Auteur :
Ibourk
Aomar,
Ghazi
Tayeb
Année de Publication :
2024
Type : Article
Thème : Travail et Emploi
Couverture : Maroc
L’émergence fulgurante de l’intelligence artificielle (IA) représente un phénomène mondial, marqué par une croissance exponentielle des publications et des investissements massifs atteignant 189,6 milliards USD en 2021, contre environ 14,7 milliards en 2013. Cette accélération suscite une prise de conscience accrue de la nécessité pressante de mettre en place une gouvernance efficace de l’IA, comme en témoigne l’augmentation significative du nombre de projets de loi dédiés, passant de 1 en 2016 à 37 en 2022.
Dans ce contexte, la question de la gouvernance du marché du travail revêt une importance particulière. En effet, l’impact de l’IA sur le marché du travail est une préoccupation centrale, avec des estimations suggérant que près de 40% de tous les emplois dans le monde pourraient être exposés à l’IA. Toutefois, des études indiquent que l’IA générative a le potentiel d’enrichir les emplois plutôt que de les détruire. Sur les quatre prochaines années (jusqu’en 2027), même pour les emplois qui ne subiront pas de transformations majeures, près de la moitié (44 %) des compétences clés exigées aujourd’hui dans les entreprises subiront des transformations.
Le Maroc, engagé dans une préparation active à l’ère de l’IA, doit avancer dans l’établissement des fondements essentiels à cette transition. Ce policy paper évaluera ainsi le niveau de préparation du Maroc en ce qui concerne la mise en place des piliers «fondamentaux» de la préparation à l’IA, à savoir : son infrastructure numérique, son capital humain et ses politiques du marché du travail.
Concernant l’infrastructure numérique, le Maroc a réalisé des avancées notables, notamment dans l’accessibilité à Internet, passant de moins de 1% en 2000 à environ 88% de la population utilisant Internet en 2021. Cependant, des lacunes subsistent, notamment dans la sécurité en ligne et les infrastructures de commerce électronique, malgré une augmentation notable du nombre de serveurs Internet sécurisés, atteignant environ 442 (pour un million de personnes) en 2020.
En ce qui concerne la prévalence et la distribution équitable des compétences numériques au sein de la population active, il est nécessaire d’améliorer la qualité globale de l’éducation au Maroc pour répondre aux besoins de l’IA et des technologies numériques.

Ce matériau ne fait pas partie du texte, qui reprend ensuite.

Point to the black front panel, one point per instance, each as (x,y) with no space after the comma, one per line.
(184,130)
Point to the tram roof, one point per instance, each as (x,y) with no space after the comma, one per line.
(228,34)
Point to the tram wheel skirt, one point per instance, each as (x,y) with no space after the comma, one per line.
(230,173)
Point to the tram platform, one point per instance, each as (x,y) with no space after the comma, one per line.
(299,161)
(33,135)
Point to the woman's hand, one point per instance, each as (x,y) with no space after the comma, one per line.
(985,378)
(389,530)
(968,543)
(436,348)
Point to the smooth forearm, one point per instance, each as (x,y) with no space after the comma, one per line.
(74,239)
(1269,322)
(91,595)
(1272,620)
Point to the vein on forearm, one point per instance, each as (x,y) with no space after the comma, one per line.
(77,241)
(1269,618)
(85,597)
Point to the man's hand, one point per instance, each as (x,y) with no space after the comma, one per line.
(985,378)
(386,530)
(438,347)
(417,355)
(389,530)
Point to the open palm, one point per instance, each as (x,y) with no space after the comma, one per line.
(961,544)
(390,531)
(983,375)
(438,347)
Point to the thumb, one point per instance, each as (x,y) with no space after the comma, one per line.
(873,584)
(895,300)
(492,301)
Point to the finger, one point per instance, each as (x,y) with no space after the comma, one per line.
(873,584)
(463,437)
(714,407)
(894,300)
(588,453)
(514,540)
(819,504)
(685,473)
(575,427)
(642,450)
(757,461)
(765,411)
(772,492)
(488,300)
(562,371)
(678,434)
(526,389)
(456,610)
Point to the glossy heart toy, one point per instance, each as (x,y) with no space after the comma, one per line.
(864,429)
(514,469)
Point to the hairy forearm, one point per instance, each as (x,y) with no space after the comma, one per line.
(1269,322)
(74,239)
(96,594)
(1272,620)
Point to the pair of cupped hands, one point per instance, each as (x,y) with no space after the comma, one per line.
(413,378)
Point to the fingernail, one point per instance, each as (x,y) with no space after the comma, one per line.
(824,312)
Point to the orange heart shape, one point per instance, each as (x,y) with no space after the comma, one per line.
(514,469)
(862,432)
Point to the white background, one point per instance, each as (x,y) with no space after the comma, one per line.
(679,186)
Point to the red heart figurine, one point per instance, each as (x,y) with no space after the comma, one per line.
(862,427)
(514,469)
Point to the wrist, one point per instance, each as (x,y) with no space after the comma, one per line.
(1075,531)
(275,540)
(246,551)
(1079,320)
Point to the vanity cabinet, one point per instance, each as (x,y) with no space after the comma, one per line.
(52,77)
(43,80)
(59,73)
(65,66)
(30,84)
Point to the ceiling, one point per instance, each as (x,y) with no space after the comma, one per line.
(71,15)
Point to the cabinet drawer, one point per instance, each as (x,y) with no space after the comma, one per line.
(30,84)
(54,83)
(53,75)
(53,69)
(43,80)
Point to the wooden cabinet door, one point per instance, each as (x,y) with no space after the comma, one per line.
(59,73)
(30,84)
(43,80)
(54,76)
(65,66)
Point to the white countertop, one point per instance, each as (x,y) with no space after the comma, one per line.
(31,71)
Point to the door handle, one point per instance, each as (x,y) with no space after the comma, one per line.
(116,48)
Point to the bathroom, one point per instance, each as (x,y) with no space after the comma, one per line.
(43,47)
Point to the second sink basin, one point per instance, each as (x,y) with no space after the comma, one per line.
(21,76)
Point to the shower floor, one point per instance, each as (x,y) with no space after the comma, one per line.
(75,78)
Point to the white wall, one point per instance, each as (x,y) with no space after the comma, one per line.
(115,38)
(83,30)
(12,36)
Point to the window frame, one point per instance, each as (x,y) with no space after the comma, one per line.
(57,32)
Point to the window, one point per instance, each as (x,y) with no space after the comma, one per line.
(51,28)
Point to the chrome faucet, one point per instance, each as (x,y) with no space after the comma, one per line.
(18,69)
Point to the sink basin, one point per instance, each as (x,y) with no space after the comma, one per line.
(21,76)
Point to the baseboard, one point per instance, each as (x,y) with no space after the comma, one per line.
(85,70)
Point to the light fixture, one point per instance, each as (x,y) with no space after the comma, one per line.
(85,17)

Avec un indice du capital humain de 0,5, le pays doit relever des défis en matière d’apprentissage de base, avec 66% des enfants de 10 ans en difficulté. De plus, plus de 70% des élèves de 15 ans ne maîtrisent pas les compétences minimales pour la vie adulte. L’accès limité aux outils numériques dans les
écoles aggrave la situation, avec seulement 41% des écoles équipées de projecteurs et 22% les utilisant effectivement. Le faible encadrement de la population active limite également la capacité à développer des compétences adaptées à l’IA, exacerbant les défis liés aux compétences en TIC. Des disparités significatives dans les compétences, telles que l’écriture de programmes informatiques (10,06% de la population de 15 ans et plus) et la vérification de la fiabilité des informations en ligne (19,24% de la population de 15 ans et plus), mettent en évidence la nécessité d’investir dans des programmes de formation ciblés pour relever les défis de l’ère numérique et de l’IA au Maroc.
La facilité de la réaffectation de la main-d’œuvre et la présence de filets de sécurité sociale sont des éléments cruciaux pour réallouer et protéger les personnes impactées par les transitions dues à l’IA. Cependant, le Maroc fait face à des défis majeurs dans ce domaine, notamment la rigidité du marché du travail, qui entrave l’embauche, le licenciement et la détermination des salaires. De plus, la faiblesse des services d’intermédiation sur le marché du travail, malgré des progrès récents, limite l’accès à ces services pour certains groupes démographiques et régions, tandis que les contraintes réglementaires freinent l’expansion des services privés. En outre, le système d’information sur le marché du travail est fragmenté, entravant la compréhension dynamique du marché et contribuant à l’inadéquation des compétences entre demandeurs d’emploi et employeurs. De la même manière, la rigidité du système éducatif et de formation limite les opportunités d’apprentissage tout au long de la vie et entrave l’adaptabilité aux évolutions du marché du travail, malgré les avancées.
Finalement, et bien que des progrès aient été réalisés dans la mise en place de filets de sécurité sociale et de mécanismes de flexisécurité, des défis subsistent, notamment dans l’efficacité de la mise en œuvre de ces protections, face aux contraintes structurelles du marché du travail marocain.